I am working to restore my 1941 Lane cedar hope chest. I got this chest when my mom was pregnant with me for my nursery. Over the years this poor chest has taken a beating. It has many scratches and large chips. So far in the restore process I have changed the lock on the chest because of a safety recall and the fact that my sister locked the key in the chest. I am wondering on how to proceed with the rest of the chest especially fixing the chips.


----------



## HorizontalMike (Jun 3, 2010)

Wow!
I have one almost EXACTLY like this! The only difference is the front trim edge of the lid… Mine matches how the side lid trim looks.

You didn't show the bottom trim/leg area. Mine had faux wood graining (almost a plastic laminate) that looked very odd as the chest aged. I refinished mine in the late 1970s and stripped the faux finish off of it and stained the entire chest with MinWax Walnut Stain (since the veneer is walnut) and then MW Tung Oil Finish.

Repairing veneer is a PITA, so my suggestion is to glue the remaining edges down and try to stain match the base to the veneer. Trying to match new veneer to the old will only stand out because of the difference in graining.

You could add some grain painting to match as close as you can. My warning is to NOT use any wood putty/filler because IT WILL NOT match once the stain touches it. I made that mistake on a QS veneer vanity once and now have had to live with the results the past 40yr.

Just my 2-cents.


----------



## GaryC (Dec 31, 2008)

I did one that was quite similar to this one. It was my mother-in-laws. It had been in a barn for 20 some years. The veneer was shot and the lid was cupped. I had to build a new lid and veneer the entire box.
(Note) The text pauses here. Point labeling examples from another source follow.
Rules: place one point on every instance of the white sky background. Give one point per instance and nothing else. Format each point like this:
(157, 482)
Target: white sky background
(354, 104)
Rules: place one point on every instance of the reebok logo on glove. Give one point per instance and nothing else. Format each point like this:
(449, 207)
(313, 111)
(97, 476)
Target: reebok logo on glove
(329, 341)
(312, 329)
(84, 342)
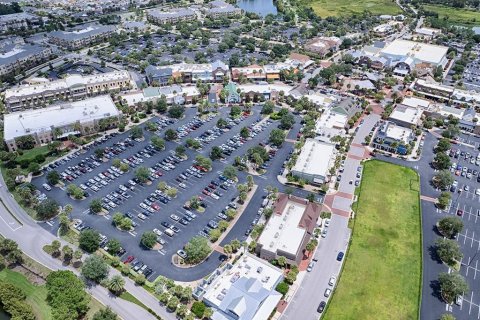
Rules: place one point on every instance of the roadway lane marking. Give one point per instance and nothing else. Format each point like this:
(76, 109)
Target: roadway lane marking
(9, 224)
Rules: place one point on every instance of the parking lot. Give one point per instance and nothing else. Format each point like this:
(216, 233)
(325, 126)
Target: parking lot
(148, 207)
(466, 205)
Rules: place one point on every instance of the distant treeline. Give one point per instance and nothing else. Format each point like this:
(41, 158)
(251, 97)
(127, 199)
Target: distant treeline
(14, 7)
(450, 3)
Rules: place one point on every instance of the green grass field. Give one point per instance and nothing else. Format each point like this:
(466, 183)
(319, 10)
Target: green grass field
(36, 295)
(455, 16)
(326, 8)
(381, 278)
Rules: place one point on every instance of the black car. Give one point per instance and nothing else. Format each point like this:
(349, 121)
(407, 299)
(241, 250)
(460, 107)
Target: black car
(165, 224)
(321, 307)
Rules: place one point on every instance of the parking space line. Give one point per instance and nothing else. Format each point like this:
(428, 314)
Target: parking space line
(475, 274)
(471, 299)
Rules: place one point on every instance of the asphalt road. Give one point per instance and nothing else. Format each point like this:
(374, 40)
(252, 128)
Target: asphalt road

Also had to make a new piece for the leg. It had broken off and was missing. It took some time but, it was worth the effort once finished. Good luck with yours. Hope it comes out the way you want it to.


----------



## danicali (Jul 28, 2013)

Update: Stripped and Sanded


----------



## Tennessee (Jul 8, 2011)

I finished a lot of this stuff back in the 80's. We always replaced the veneer before we would strip the unit, it helps greatly in getting the veneer to match the original. Lots of times, it would almost disappear. Good old refinishing trick.
We used to keep cheap, old furniture with veneer and usually poplar core in stock, broken down, usually from cheap desks or whatever. When we needed some veneer, we would exacto knife out the piece we needed from the junk furniture, and glue it down in position on the good piece before we did anything else. After some light sanding to mainly eliminate any glue squeeze, we would strip it and you would be amazed how stripper will help match veneer to veneer.
You have now, on the other hand, the unenviable task of making raw wood match to raw wood.
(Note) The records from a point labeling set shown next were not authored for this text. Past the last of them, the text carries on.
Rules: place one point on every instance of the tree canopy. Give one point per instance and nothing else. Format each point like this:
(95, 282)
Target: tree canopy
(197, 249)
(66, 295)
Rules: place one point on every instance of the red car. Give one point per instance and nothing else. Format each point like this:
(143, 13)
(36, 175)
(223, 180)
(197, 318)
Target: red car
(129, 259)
But the stripping and sanding came out great.


----------



## danicali (Jul 28, 2013)

First coat of stain.


----------



## donwilwol (May 16, 2011)

Nice recovery.


----------



## Domer (Mar 8, 2009)

It is a little hard to see from the photos how bad the chips are. But--

I inherited a veneered dining table from the 1930's from my parents. It has cigarette burns, scratches, and lots of other marks on the table top. The legs were separating. It was a mess.

I just decided that the defects on the top were character marks and lightly sanded as best I could. I was worried about sanding through the veneered top. I use Watco as the first coat of finish to even everything out and then topped it with Armor Seal. It was chore as there were lots of details but it came out great.

I took the legs apart as best I could and glued them back together.

The whole thing was a labor of love. I came pretty close to trashing the table but am really glad I did not. Those cigarette burns remind me of my days of youth with my parents, now both long gone, and their friends sitting around that table.


----------